CHINA REGULATORY RISK
After allowing Chinese technology companies relatively free rein to operate, innovate and build industry leading platforms for the last two decades, Chinese regulators have increased its scrutiny in a meaningful way. Initially in 2020 the Ant Financial IPO was pulled at the last minute, but we have now seen further tightening in sectors such as ecommerce, payments, food delivery, ride hailing and more recently education and music streaming platforms. While the increased scrutiny is partially regulators playing catchup, the reach of the Chinese communist government and the lack of recourse for these companies against a judgement, has shaken the investment community and resulted in a fierce market sell off.

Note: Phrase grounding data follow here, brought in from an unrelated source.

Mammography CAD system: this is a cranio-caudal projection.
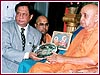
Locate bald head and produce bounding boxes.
[81,4,98,15]
[36,16,48,23]
[80,4,98,30]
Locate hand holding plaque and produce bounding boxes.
[34,43,57,58]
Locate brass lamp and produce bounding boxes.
[63,7,80,33]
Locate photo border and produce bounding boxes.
[1,0,99,74]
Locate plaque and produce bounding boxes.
[34,43,57,58]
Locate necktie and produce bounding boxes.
[21,28,26,51]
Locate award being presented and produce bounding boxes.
[34,43,57,58]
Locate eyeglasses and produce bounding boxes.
[37,23,49,26]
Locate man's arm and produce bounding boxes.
[47,53,97,65]
[63,56,96,65]
[2,22,25,63]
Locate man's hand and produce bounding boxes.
[46,52,66,64]
[29,52,44,61]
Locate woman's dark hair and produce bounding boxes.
[15,2,34,15]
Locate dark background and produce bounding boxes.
[29,2,98,36]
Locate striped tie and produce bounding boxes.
[21,28,26,51]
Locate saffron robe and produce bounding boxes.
[41,33,51,44]
[29,25,98,73]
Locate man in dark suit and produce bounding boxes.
[2,2,43,73]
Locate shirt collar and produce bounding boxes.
[18,24,29,32]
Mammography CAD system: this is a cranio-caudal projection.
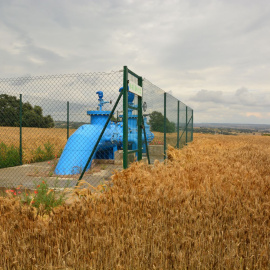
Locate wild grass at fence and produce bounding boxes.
[0,127,182,167]
[0,142,20,168]
[0,127,76,164]
[0,134,269,269]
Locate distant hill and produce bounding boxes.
[54,121,87,129]
[194,123,270,131]
[193,123,270,135]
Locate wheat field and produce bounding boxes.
[0,127,187,162]
[0,127,76,162]
[0,134,269,269]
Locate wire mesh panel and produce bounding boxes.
[126,72,139,166]
[0,72,124,189]
[142,79,166,163]
[179,102,187,148]
[187,107,193,143]
[0,68,194,191]
[166,94,178,149]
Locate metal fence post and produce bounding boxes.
[67,101,69,140]
[19,94,23,165]
[191,109,194,141]
[137,76,143,161]
[177,100,180,148]
[185,106,188,145]
[164,92,167,160]
[123,66,129,169]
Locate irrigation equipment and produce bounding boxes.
[54,89,154,175]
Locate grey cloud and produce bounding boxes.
[0,0,270,124]
[235,88,248,96]
[9,76,32,86]
[191,90,224,103]
[158,1,270,71]
[190,88,270,108]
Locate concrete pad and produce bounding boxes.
[0,160,122,190]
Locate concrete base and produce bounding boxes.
[148,145,164,156]
[114,150,136,165]
[0,147,165,190]
[0,160,122,190]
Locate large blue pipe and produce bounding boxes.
[54,89,154,175]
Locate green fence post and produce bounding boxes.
[67,101,69,140]
[191,109,194,142]
[137,76,143,161]
[143,125,150,164]
[123,66,129,169]
[185,106,188,145]
[164,92,166,160]
[177,100,180,148]
[19,94,23,165]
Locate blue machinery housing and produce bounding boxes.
[55,88,154,175]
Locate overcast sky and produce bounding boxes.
[1,0,270,124]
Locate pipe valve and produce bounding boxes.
[96,91,110,111]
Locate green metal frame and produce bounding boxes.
[164,92,167,159]
[75,66,193,183]
[123,66,129,169]
[191,109,194,141]
[137,76,143,161]
[143,125,150,164]
[177,100,180,149]
[179,112,193,145]
[123,66,147,169]
[19,94,23,165]
[185,106,188,145]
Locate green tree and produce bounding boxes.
[0,94,54,128]
[148,111,175,133]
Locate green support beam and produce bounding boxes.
[177,100,180,149]
[137,76,143,161]
[191,109,194,141]
[19,94,22,165]
[143,125,150,164]
[164,92,167,160]
[185,106,188,145]
[123,66,129,169]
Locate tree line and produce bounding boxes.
[148,111,176,133]
[0,94,175,132]
[0,94,54,128]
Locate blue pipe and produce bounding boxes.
[55,89,154,175]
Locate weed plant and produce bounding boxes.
[0,142,20,168]
[4,180,67,216]
[20,180,67,216]
[0,126,69,164]
[31,141,55,162]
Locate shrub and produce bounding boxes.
[21,180,67,216]
[31,141,55,162]
[0,142,20,168]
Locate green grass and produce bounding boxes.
[0,141,63,169]
[0,142,20,168]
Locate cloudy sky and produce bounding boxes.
[1,0,270,124]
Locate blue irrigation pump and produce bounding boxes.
[54,89,154,175]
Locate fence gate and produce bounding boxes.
[122,66,150,169]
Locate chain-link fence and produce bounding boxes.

In the United States (U.S.), scrutiny over U.S. listed Chinese companies have continued with bipartisan support, with the recent Didi IPO scandal further infuriating U.S. law makers. While the operational impact on the Chinese BAT (Baidu, Alibaba, Tencent) companies remains somewhat limited, the market appears to be pricing in further restrictive regulation to emerge in future. The question remains however, whether regulators will stint the growth of these companies and reduce the positive economic and technological contributions they make to the Chinese economy, or whether regulators are only playing catchup and trying to create a more equal competitive landscape.
The heavy hand of the Chinese regulator in the after-school tutoring market in China also sparked renewed fears regarding the use of Variable Interest Entities (VIEs), which resulted in a steep decline in Naspers/Prosus during the month.
The focal point in the oil market was the OPEC+ meeting outcome at the start of the month. The meeting ended at an impasse, with the UAE said to be requesting a higher production baseline. Oil prices became volatile as the impasse stoked fears of a market share war, such as that in April 2020, while the lack of an agreement continued to tighten markets as inventories draw down. A compromise was agreed to two weeks later, where OPEC+ members would gradually increase production for the remainder of the year.
Further Covid-19 waves remain a downside risk for oil demand and the OPEC+ agreement aims to limit the fallout in such a scenario by keeping the market in a mild deficit. US shale producers are cautiously adding oil rigs, looking to benefit from higher prices, while staying watchful of the OPEC+ spare capacity threat.
HOUSE PRICE INFLATION – IS IT DIFFERENT THIS TIME?
In the U.S., we have seen many affluent consumers managing to materially increase their savings recently, stemming from the combination of stimulus cheques received and limited avenues for spending given lockdown restrictions, in addition to the sharp recovery in financial markets. This accumulation of savings combined with ultra-supportive monetary policy, where homebuyers can lock in 2-3% fixed rate 30-year mortgages, has resulted in insatiable demand for housing.
The latest median sales price of an existing home was up 27.3% in June versus a year earlier in the U.S., a remarkably high number. In the United Kingdom, house prices were up 13.4% in June versus a year earlier. This was the largest increase since November 2004. So far in the U.S., supply has yet to catch up with demand, which saw lumber prices reach a record high of $1,670 per thousand board feet more recently. The work from home movement has also caused a shift of demand from inner city homes to surrounding suburbs. A softer housing market will be a key performance indicator going forward to assess the trajectory of the economic recovery in the U.S.
CIVIL UNREST AND LOOTING
The civil unrest that took place in South Africa in the month of July 2021 left a significant dent in the economy, notably in the property sector. Several shopping centres, industrial properties (warehouses and storage facilities) and educational facilities, located primarily in Kwazulu-Natal and Gauteng, experienced significant trading interruptions due to looting and civil unrest.
In the week of July 12th, the All Property Index (J803) fell 5% from its highs of the previous week. REITS with retail properties in the affected regions were slow to announce the impact it had on their premises. Most have not yet quantified the damage sustained given the lengthy clean-up process required. SAPOA’s published preliminary estimates of the damaged caused currently stands at an unsettling R50bn impact on national GDP. The count of retailers’ stores impacted and damaged stood at 1,787 stores including 200 shopping centres, excluding vehicles.
The extent of insurance cover across the retailers and landlords will be company specific as some may have reduced cover to cut costs amid the pandemic. Landlords are challenged by both the foregone rent for the period that properties are repaired, as well as costs for the repairs (to the extent not covered by insurance or SASRIA).
Property owners who suffered severe damage during the unrest are entitled to some relief as municipalities are obliged to adjust valuations of affected properties according to legal provisions. These reassessments of valuations will be informed by the extent of the damage and the expected time to repair the properties. Once repairs are completed, properties will be revalued again.
SASRIA appears to have extensive catastrophe reinsurance in place which is triggered for events where damage exceeds R500m. This reinsurance is placed with large, global reinsurers including Swiss Re, Lloyds, Hannover RE, Munich RE, and SCOR Africa.
The outlook for the property sector over the medium to long-term remains opaque as it is dependent on the amount of time it will take to restore buildings and tenant trading back to historic norms.